円形脱毛症は、患者への心理的な負担が大きな疾患の一つです。
「脱毛により、自分自身が変わってしまのではないか」という不安感や、社会生活を普通に送ることができないかもしれない焦燥感を抱える方も多くいらっしゃいます。

ここでは、患者の皆様が治療中であっても、普段と変わらない生活を送るためのヒントをご紹介していきます。

生活の質を高める、治療生活~QOLとは?

医療の発展により、より多くの人々を病気やけがから救うことができるようになりました。
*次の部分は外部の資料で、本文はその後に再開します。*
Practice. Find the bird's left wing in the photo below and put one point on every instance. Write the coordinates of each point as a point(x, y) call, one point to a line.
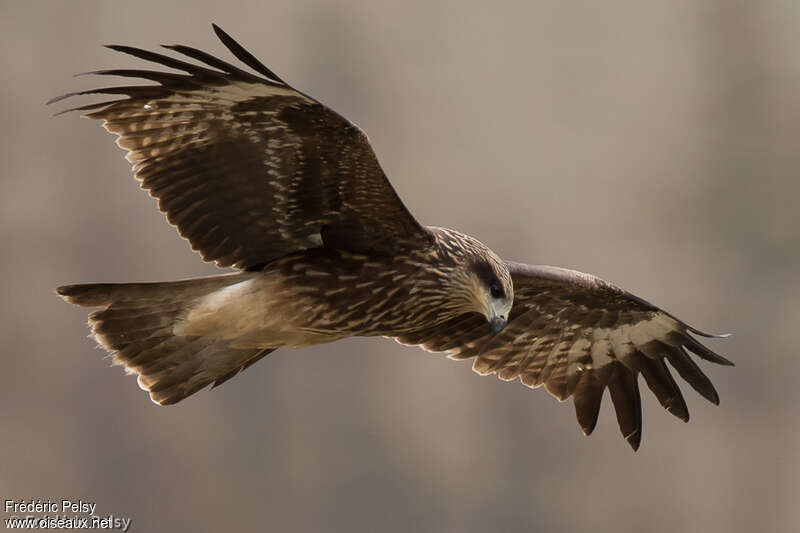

しかしそれは、長期間の闘病生活が必要となることも、しばしばあります。こうした、長期の闘病生活は、時に苦痛や社会生活を送る上での足かせになることがあります。そこで生まれたのが、「いかに人間らしく、満足して生活できるか」を重視するQOLQuality Of Life)という考え方です。

円形脱毛症の治療も、重度の症状となると治療が長期に渡る場合があります。大事なことは、治療に生活の全てを捧げるのではなく、自分らしく過ごしながら治療を続けることです。精神的な負担が軽くなれば、ストレスの軽減にもつながります。ぜひ、趣味や習い事、レジャーやファッションを楽しもうというを気持ちを忘れずに、肩の力を抜いて前向きな生活を送り、QOLを高める工夫をしてみましょう。

普段と変わらない生活を送る手助け

円形脱毛症は、症状により脱毛範囲が異なりますが、それぞれの症状にあわせて、普段と変わらない生活を送るためのアイテムやコツがあります。

例えば、ウィッグ(かつら)や帽子などは、脱毛の対策として重宝します。
ウィッグ(かつら)をつけることで、人の目を気にせずに生活ができるのはもちろん、帽子などを取らなければならないプールや浴場などでも、普段通りの生活を送ることができます。
また、頭を包み込むような帽子をかぶれば、脱毛が進行している時期に、家の中に髪の毛が落ちて散乱することを気にせずにすみます。
その他、気軽に使えるバンダナやスカーフなどの小物も、単発型などの軽度の脱毛をおしゃれに隠すのに便利です。

全身の体毛が脱毛する汎発型の場合には、まつ毛・眉毛を描いたり、自分にあったものを付けたりすると良いでしょう。また、鼻毛が脱毛することにより鼻の粘膜が乾いたり傷んだりしやすくなりますので、外出時はマスクの使用がおすすめです。